1. What is being done RIGHT NOW to begin to fix the problems of 2016?

“The basic thought process is that we'll restart this,” he said. “We're using this time right now to basically identify our leaders on our football team, establish who they are, look at our personnel, make sure our personnel is set in terms of what we need to continue to recruit, what we have coming back, things of that nature. Develop our chemistry, our attitude, our discipline, refocus on that aspect of it.”

Attitude and chemistry are things that are developed behind the scenes. Coaches swear that if attitude and chemistry aren’t good, and - worse yet - if they are poor, then they will manifest themselves in poor play at the line of scrimmage, in the backfield, in the secondary, on special teams, basically everywhere on the field.

Dantonio didn’t acknowledge problems with chemistry or attitude DURING the season.
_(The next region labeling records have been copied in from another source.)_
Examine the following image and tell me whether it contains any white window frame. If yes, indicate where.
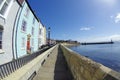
[24,7,30,18]
[0,30,3,49]
[31,27,35,35]
[0,0,13,18]
[21,37,26,49]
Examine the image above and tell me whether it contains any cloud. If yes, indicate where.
[114,13,120,23]
[80,27,92,31]
[109,34,120,41]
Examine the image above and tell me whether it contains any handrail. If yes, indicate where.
[0,45,54,79]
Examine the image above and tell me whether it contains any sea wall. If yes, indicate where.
[61,45,120,80]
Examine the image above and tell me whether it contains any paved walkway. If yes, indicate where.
[33,47,72,80]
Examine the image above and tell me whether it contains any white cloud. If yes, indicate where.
[79,34,120,42]
[80,27,92,31]
[115,13,120,23]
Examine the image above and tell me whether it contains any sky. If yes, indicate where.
[28,0,120,42]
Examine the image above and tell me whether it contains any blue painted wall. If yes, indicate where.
[14,2,39,58]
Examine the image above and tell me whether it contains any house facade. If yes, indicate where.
[0,0,20,64]
[0,0,44,65]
And Dantonio didn’t directly acknowledge it as a problem during Thursday’s press conference. But now that the season is over, his stating that there is a need to refocus on the development of chemistry, attitude and discipline speaks volumes.
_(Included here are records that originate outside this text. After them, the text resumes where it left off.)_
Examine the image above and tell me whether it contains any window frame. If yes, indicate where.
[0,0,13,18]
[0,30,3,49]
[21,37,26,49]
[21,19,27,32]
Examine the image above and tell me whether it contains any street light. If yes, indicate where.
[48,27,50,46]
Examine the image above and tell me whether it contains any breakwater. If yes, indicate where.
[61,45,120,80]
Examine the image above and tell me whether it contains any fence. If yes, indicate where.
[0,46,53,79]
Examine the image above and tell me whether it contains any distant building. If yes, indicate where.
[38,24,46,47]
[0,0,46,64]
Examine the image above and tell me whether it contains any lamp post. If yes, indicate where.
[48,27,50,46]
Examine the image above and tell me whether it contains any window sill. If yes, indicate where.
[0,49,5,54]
Dantonio used to say MSU won with people, won largely with team-oriented intangibles. In 2016, the Spartans didn’t merely lack in those areas, sources say that Michigan State was flat-out bankrupt in those areas - and Dantonio’s listing this category high on the winter season to-do list is further indication that much work is indeed needed in this area.

2. What about changes in x’s and o’s, and on-field schematic philosophy?

Dantonio said those things are under review.

“That's always the big question: Do you change something that's been very successful for the sake of change or do you change something that needs to be changed because it wasn't successful this year or do you change something because it just needs to be changed?” Dantonio said. “And so there's a combination probably of all that as we move forward.

“I think the most important thing is that we identify problems, we focus on the solution, we solve the problem. And that's what we've always done.

“When you look at techniques, when you look at certain schemes, are you benefitting from the scheme that you're currently running whether it's defensively, offensively or special teams? Do you have to change things?

“All these things go into play when you're sitting here as we're sitting here. And that's why we need to take a very pragmatic approach to what's happened and recalculate where we're going and get there. And that's what we'll do.

“We look at our scheme, what we're doing, self-scout ourselves, self-scout our opponents, look at some of the things that we have dealt with this past season, what we can benefit from looking at, learn from, those type of things, and then move forward.”

This type of self-scout usually takes place after the bowl game. And it usually takes place with fewer crises to solve.

“So we are starting earlier than we normally start,” Dantonio said. “Usually we start doing these type of things in February with a little bit more smiley faces around us, but here we are in December dealing with this. So it's part of the situation moving forward.

“We have young players. We have good football players on this football team. We got people we can identify as play-makers on this team. We just have got to grow. Growth took place last year and it'll continue to take place.

“We've taken a step back. Now what's very important to me is that we put our foot in the ground and plant our feet in the ground and drive forward, and that's what we will do.

“And, to be honest with you, I've taken the approach of hey I'm a new coach coming in here, gonna fix the things that other guy did last year. And that's how I'm going to take the approach. I'm going to take the approach that I'm going to get this fixed. And this will be fixed.”

ONE PREDICTION:

1. A lot of sources have indicated that Nicholson is leaning heavily toward forgoing his senior year and opting for the NFL Draft. But I could see in Dantonio’s eyes on Thursday that the head coach wants him back. I’m not an NFL scout, but I think Nicholson could take a big jump with one more year in the program. I think Dantonio wants to get through to Nicholson and bring him back and I suspect that ultimately Nicholson will listen to Dantonio, after he receives what I am guessing will be a less-than-stellar review from NFL scouts, and return for his senior year. Just a hunch.